Bug 205 - pbs_server memory on GPU clusters.
: pbs_server memory on GPU clusters.
Status: RESOLVED FIXED
Product: TORQUE
pbs_server
: 2.5.x
: All All
: P5 major
Assigned To: David Beer
:
:
:
  Show dependency treegraph
 
Reported: 2012-07-14 09:41 MDT by Mariusz Mamonski
Modified: 2012-07-18 12:59 MDT (History)
2 users (show)

See Also:


Attachments
missing free of decode_arst return value (824 bytes, application/octet-stream)
2012-07-14 09:41 MDT, Mariusz Mamonski
Details
Fixes a memory leak when nodes with GPUs send updates to pbs_server (733 bytes, patch)
2012-07-18 12:57 MDT, Ken Nielson
Details | Diff


Note

You need to log in before you can comment on or make changes to this bug.

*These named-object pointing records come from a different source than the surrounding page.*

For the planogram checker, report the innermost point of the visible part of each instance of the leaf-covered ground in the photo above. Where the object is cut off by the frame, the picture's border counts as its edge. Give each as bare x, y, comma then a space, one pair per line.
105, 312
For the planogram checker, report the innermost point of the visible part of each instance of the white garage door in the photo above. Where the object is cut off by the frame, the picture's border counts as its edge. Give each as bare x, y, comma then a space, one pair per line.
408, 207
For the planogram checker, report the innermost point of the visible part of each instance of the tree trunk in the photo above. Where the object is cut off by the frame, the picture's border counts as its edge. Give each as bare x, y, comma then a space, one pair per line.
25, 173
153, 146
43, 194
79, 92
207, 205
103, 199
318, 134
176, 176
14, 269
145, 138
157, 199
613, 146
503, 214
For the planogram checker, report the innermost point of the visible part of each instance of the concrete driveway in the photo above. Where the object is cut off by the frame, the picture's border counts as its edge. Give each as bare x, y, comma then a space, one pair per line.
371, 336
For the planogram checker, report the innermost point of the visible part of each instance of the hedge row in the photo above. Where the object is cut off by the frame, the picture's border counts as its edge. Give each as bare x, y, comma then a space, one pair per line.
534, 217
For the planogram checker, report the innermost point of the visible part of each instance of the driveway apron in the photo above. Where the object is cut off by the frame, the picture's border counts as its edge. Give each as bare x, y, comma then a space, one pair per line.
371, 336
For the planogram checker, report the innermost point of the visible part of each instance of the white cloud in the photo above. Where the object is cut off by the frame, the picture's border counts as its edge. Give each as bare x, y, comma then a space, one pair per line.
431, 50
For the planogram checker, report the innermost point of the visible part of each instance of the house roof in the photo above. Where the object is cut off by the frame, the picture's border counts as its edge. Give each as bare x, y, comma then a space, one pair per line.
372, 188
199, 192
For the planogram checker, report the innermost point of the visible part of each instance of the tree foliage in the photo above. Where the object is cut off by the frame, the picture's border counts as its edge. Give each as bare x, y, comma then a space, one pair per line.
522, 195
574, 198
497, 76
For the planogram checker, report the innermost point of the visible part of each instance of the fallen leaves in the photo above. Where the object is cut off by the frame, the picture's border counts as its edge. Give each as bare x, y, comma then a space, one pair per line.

Description Mariusz Mamonski 2012-07-14 09:41:22 MDT
Created an attachment (id=111) [details]
missing free of decode_arst  return value

This bug-report relates to:

http://www.supercluster.org/pipermail/torquedev/2012-July/004148.html

Lukasz stated that the leak was visible after adding a bunch of new GPU powered
machines. Also we have just faced the same problem in our center on new
60-nodes GPU cluster.

The run under valgrind in test environment revealed the following problem:

==16295== 95,004 bytes in 3,906 blocks are definitely lost in loss record 27 of
28
==16295==    at 0x4A0739E: malloc (vg_replace_malloc.c:207)
==16295==    by 0x4C18B2C: disrst (disrst.c:133)
==16295==    by 0x4158E4: is_gpustat_get (node_manager.c:1504)
==16295==    by 0x416A58: is_request (node_manager.c:2612)
==16295==    by 0x41E354: do_rpp (pbsd_main.c:416)
==16295==    by 0x41E3DA: rpp_request (pbsd_main.c:462)
==16295==    by 0x4C3372D: wait_request (net_server.c:508)
==16295==    by 0x41F6B8: main_loop (pbsd_main.c:1203)
==16295==    by 0x42033C: main (pbsd_main.c:1759)

Attached suggest patch.

Cheers,
Mariusz
Comment 1 Ken Nielson 2012-07-18 12:57:56 MDT
Created an attachment (id=112) [details]
Fixes a memory leak when nodes with GPUs send updates to pbs_server

The previous patch missed a couple of cases for memory leaks. This one takes
care of the rest of the leaks.
Comment 2 Ken Nielson 2012-07-18 12:59:23 MDT
The patch submitted by Mariusz missed a couple of cases where memory was
leaking. I have attached another patch which fixes all the leaks.

Thanks for locating this problem and pointing us in the right direction.